Avec 30 euros par an et par habitant, la France compte envoyer, en 2014, pas moins de 2,127 milliards dans l’espace. «Notre subvention est en hausse, poursuit Jean-Yves Le Gall. C’est le niveau le plus élevé jamais atteint depuis dix ans.» Avec ce chiffre, la France affiche le deuxième budget au monde derrière les Etats-Unis qui consacrent 46 euros par an et par habitant. Mais devant l’Allemagne (16 euros) et le Royaume-Uni (6 euros).

>> Découvrir: Les événéments spatiaux de 2014

«A la remorque des Américains»

Mais dans sa démonstration, le patron du Cnes a bien tenu à préciser que ces chiffres concernaient «l’espace civil». Interrogé sur le même sujet pour ce qui est de l’espace militaire par 20 Minutes, il a également estimé que la France ne «s’en [sortait] pas si mal», assurant que l’Hexagone était le premier budget en la matière d’Europe, tout en restant toutefois, derrière les Etats-Unis, la Chine et la Russie.

«L’Europe a une population un peu plus importante que les Etats-Unis. Mais le budget de la Nasa est quatre fois supérieur au nôtre. Nous sommes donc toujours à la remorque des Américains. Il est difficile de faire autrement», nuance à ce propos Jean-Loup Chrétien, l’ancien spationaute interrogé par 20 Minutes.
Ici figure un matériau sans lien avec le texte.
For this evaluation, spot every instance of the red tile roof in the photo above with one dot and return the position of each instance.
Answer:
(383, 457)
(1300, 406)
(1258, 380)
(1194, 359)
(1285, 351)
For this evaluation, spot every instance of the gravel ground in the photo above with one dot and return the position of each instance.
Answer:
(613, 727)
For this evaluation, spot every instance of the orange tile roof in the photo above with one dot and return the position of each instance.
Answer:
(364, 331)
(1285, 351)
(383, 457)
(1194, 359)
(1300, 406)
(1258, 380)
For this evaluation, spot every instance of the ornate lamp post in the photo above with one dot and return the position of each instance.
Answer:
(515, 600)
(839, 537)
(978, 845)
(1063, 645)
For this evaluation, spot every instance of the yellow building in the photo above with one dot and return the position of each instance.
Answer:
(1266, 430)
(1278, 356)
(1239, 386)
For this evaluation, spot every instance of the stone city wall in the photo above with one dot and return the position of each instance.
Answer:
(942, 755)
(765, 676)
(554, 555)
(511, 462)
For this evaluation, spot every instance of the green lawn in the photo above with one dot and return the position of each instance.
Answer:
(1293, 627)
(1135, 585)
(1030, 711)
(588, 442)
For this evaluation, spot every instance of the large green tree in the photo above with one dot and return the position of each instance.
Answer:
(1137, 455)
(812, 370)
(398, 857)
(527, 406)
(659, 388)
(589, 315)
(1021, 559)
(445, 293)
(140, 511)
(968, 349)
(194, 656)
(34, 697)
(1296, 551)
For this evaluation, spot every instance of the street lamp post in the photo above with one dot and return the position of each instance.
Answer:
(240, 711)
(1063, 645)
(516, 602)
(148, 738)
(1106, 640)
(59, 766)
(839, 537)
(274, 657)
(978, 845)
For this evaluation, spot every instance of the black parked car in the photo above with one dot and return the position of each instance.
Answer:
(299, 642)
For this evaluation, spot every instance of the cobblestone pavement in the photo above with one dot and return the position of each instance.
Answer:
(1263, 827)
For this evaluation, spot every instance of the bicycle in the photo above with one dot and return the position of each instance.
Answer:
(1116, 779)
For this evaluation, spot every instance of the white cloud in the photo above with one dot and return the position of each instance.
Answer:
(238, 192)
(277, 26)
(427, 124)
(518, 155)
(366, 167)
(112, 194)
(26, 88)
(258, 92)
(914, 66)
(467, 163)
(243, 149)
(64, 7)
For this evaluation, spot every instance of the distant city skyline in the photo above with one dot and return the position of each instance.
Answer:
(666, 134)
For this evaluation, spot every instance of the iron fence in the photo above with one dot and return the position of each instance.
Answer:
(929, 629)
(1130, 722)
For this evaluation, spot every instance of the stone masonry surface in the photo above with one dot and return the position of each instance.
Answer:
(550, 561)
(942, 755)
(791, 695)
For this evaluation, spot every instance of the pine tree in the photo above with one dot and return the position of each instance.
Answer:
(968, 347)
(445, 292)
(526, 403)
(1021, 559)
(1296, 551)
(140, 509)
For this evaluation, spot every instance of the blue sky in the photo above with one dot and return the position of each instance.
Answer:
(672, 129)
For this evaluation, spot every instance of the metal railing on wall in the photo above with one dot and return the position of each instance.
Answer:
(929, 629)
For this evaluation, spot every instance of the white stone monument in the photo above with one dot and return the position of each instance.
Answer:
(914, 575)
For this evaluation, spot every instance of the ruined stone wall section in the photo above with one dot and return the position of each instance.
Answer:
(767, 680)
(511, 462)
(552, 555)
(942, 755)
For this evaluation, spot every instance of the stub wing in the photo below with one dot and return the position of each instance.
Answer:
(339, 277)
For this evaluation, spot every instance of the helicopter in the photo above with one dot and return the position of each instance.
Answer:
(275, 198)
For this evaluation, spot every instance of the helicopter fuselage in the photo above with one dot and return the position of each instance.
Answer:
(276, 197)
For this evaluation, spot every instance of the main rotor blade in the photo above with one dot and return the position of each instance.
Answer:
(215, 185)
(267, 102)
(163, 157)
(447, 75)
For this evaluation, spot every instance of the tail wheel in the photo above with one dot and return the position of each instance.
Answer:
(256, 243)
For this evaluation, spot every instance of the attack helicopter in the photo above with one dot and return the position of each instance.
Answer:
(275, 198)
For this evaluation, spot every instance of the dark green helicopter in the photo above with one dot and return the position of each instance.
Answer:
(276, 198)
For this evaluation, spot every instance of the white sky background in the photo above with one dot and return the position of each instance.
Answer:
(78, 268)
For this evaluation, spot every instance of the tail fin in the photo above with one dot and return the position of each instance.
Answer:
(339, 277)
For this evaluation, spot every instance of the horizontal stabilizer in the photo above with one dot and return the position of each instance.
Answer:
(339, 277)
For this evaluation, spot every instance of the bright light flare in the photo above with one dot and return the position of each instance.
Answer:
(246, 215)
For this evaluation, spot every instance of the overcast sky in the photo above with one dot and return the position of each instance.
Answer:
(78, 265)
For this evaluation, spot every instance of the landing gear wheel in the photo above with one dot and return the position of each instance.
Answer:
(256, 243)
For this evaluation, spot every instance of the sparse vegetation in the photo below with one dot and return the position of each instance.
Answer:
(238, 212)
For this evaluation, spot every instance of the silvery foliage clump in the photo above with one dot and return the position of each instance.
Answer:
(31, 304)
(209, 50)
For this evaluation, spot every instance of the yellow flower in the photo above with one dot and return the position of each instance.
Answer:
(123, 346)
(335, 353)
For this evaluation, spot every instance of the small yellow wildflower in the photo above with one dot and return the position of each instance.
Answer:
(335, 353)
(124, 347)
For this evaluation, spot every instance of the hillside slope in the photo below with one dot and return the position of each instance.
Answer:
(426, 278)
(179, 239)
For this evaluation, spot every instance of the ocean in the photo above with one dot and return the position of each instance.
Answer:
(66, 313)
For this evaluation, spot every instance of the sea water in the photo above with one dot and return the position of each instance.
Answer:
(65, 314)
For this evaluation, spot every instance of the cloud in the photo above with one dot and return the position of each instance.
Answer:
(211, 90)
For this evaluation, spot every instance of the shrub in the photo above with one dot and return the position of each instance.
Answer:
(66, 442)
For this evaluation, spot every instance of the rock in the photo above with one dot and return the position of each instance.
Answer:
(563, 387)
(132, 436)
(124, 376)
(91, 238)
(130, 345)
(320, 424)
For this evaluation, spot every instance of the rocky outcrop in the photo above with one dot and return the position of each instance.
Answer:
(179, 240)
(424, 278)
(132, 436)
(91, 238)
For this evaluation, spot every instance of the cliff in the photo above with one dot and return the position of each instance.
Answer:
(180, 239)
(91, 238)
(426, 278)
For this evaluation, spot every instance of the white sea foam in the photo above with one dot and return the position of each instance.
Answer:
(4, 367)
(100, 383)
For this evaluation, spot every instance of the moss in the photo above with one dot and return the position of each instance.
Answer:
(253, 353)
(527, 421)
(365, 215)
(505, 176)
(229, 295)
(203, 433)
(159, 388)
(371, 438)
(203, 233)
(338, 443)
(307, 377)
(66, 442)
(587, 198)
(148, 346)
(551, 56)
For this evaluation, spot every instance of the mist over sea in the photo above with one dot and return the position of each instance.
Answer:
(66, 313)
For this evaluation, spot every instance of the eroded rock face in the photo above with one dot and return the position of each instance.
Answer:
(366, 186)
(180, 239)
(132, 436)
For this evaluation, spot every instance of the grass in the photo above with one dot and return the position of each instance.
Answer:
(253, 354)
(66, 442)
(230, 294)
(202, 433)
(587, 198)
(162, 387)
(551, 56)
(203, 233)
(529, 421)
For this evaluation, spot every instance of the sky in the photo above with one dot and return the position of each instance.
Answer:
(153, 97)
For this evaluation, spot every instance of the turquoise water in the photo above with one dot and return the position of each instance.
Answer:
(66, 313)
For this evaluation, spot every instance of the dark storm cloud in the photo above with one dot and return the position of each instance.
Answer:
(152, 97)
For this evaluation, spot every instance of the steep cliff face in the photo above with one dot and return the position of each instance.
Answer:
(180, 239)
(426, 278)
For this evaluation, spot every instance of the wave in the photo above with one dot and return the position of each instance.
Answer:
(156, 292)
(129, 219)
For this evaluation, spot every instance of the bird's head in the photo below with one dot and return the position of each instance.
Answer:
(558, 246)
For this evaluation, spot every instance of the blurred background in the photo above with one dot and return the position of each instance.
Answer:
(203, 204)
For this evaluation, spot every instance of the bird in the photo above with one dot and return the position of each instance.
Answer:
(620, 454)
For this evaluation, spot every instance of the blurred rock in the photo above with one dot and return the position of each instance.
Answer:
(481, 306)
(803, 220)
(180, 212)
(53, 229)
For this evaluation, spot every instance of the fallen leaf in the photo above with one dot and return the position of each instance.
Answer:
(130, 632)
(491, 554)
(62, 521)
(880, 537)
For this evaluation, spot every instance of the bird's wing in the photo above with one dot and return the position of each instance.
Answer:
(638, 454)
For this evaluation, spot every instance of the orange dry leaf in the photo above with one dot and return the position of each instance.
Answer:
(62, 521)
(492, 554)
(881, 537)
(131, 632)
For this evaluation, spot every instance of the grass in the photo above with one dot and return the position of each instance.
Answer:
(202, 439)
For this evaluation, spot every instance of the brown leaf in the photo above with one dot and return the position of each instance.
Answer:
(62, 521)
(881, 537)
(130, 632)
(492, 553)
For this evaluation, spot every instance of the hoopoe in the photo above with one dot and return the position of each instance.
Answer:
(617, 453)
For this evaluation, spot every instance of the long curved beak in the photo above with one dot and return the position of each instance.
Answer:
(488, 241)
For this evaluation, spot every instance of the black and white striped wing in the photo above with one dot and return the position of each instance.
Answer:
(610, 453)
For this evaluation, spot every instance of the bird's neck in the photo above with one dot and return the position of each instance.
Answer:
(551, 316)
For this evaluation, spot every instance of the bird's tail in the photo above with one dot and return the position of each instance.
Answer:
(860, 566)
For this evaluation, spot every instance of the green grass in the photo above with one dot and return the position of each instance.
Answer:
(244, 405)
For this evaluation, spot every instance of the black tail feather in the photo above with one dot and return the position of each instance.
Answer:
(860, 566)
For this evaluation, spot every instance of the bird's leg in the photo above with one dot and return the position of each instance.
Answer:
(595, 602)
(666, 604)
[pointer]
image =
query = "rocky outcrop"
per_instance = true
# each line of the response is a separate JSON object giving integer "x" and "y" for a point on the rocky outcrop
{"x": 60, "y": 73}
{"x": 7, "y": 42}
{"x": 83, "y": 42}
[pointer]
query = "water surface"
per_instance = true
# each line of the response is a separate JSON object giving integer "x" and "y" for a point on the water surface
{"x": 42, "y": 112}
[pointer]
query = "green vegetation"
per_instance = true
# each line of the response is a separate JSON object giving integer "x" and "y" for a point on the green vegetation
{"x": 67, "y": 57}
>> Relire: Notre interview de Jean-Loup Chrétien

Ariane 6 dans les starting-blocks

Le budget du Centre national d'études spatiales (Cnes) revient d’ailleurs à 80% dans l’industrie française. Et au beau milieu d’une crise qui n’en finit pas, le secteur spatial est l’un des rares à pouvoir se vanter de sa situation. «Cela représente 16.000 emplois directs environ, poursuit Jean-Yves Le Gall. Dans ce domaine, un euro investit rapporte 20 euros de retombées commerciales…»

Fort de toutes ces raisons, le patron du Cnes attend avec impatience le conseil ministériel de l’Agence spatiale européenne (ESA) qui se tiendra le 4 décembre à Luxembourg. Le principal enjeu de  ce rendez-vous sera d’aboutir à un accord européen définitif sur l’avenir sur lanceur européen Ariane.

En bout de course, Ariane 5 pourrait dans le futur laisser place à son successeur Ariane 6, afin de permettre à l’Europe de rester compétitive en la matière. Et afin de s’assurer du soutien des plus hautes autorités, Jean-Yves Le Gall n’a pas hésité, en décembre 2013, à faire survoler en hélicoptère à François Hollande, alors en visite en Guyane, le site où il envisage de bâtir le futur pas de tir d’Ariane 6. Le luxe, c’est l’espace.